Yesterday, I wrote the first real post on my new platform, where I hope to cover some really deep issues, and man, was it hard. Leading up to this, I had made mental notes of several articles I wanted to write. In my mind, I had this endless stream of things I wanted to say. However, yesterday I could not wrap my mind around a coherent thought when faced with the prospect of a blank page. I couldn’t string two sentences together. It was miserable. It felt like I was carving the article out of stone.
So, what causes the blocks? Is it me? Too much emotion? Too much to say, and I don’t know where to start? Maybe. It also felt like something actively opposed me—a living and intentional roadblock. This isn’t the first time I’ve experienced this feeling.
Making Great Plans
It happened last year, and I could not see it until I was 8 weeks in the hole. I had this big mid-year strategy session where I set a new direction for where I wanted to take the company. I wanted to get a podcast up and running. I said I wanted to make another stab at email marketing. I had it all planned out. To make it official, I wrote everything on one of those giant easel-size sticky notes and put it on the wall. I wrote the date on the top - July 14. These plans didn’t last 24 hours.
Interruption 1
A buddy of mine pops into the office with some great news. Turns out the guy we’ve done business with in the past wants our help to launch a new business, and he already has funding. Lots of funding! “Can we all meet at your office tomorrow?” I couldn’t believe my luck. All these years of networking, paying my dues, and hitting my delivery dates were about to pay off. It turned into a multi-month disaster that I will write about some other time.
When I extracted myself from the mess and came up for air, I could not believe the timing of my great planning session and the even greater interruption. The timing seems to be too ironic to be a mere coincidence.
A Second Try with Great Intentions
The great interruption happened again at the start of this year. New year. New goals. More focus. I put starting a new podcast on the list of new things I wanted to tackle. I also wanted to start writing more. I think I have about 11 days of written entries in my journal.

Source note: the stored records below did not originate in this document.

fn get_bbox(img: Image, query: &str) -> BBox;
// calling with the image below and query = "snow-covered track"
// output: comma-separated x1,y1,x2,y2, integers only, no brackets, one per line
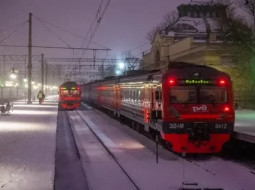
66,110,140,190
65,108,255,190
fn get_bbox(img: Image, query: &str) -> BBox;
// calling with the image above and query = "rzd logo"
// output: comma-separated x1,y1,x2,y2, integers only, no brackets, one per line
192,105,207,112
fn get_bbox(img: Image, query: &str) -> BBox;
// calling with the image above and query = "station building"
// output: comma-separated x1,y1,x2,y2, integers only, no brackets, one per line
140,0,255,108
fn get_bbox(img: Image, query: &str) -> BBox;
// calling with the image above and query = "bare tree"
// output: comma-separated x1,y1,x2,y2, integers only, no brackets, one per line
243,0,255,30
146,10,178,42
146,25,163,42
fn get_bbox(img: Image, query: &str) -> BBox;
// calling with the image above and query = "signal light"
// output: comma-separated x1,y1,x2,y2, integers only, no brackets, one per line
168,78,176,85
218,79,226,86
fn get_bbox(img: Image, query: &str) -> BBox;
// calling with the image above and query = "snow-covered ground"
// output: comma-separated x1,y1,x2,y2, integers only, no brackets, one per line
0,97,255,190
0,96,58,190
68,108,255,190
235,109,255,136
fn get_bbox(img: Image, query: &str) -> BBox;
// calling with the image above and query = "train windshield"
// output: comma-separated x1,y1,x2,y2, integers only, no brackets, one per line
70,89,80,95
60,89,80,96
169,86,227,104
60,89,69,96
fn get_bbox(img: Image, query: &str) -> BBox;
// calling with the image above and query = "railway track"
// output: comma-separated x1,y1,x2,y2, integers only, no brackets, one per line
66,110,140,190
64,108,255,190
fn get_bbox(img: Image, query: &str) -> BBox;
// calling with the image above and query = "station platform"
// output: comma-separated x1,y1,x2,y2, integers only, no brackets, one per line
0,97,255,190
233,109,255,143
2,97,255,144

Some days were better than others. I wrote each night after work while sitting at the bowling alley (long story). In all, I wrote about 4000 words. Not a bad start, but that’s where it ended. That was four months ago. I stopped writing, and the podcast never got off the ground. Instead, all my energy went into the strangest client engagement I have ever worked.
Interruption 2
I found myself wrapped up in a website project that was the largest project management debacle in my career. The scope just kept expanding and expanding. We also had tech issues. Strange things. Explainable, but still strange. I’ve been developing websites for 20 years and never had anything happen like this. Ever. Sure, there are plenty of things I would have done differently. I should have known better than to allow the scope to creep and creep. Project Management 101 says I should have kept this under control. Now that the project is over, I can reclaim my evenings and weekends. I am getting some much-needed perspective.
Sense Making
What in the world just happened? I had all these great plans for the year. I made a few steps forward, got sucked into a time vacuum, and now we’re almost 6 months into the year. Why is it that every time I get close to writing, public speaking, or podcasting, something in my professional life blows up? This isn’t limited to the past 6 months. I could tell you 20 years of stories like this. Is it all just a coincidence? Time management experts call this “the whirlwind,” where all your good intentions go to die. Do I throw all my false starts into the “life happens” bucket and move on, or is something deeper happening here?
What about you? When you make a move toward life, calling, a better job, or a more fulfilling role, are you able to make the move with ease? Instead, does it feel like there is some force set against you?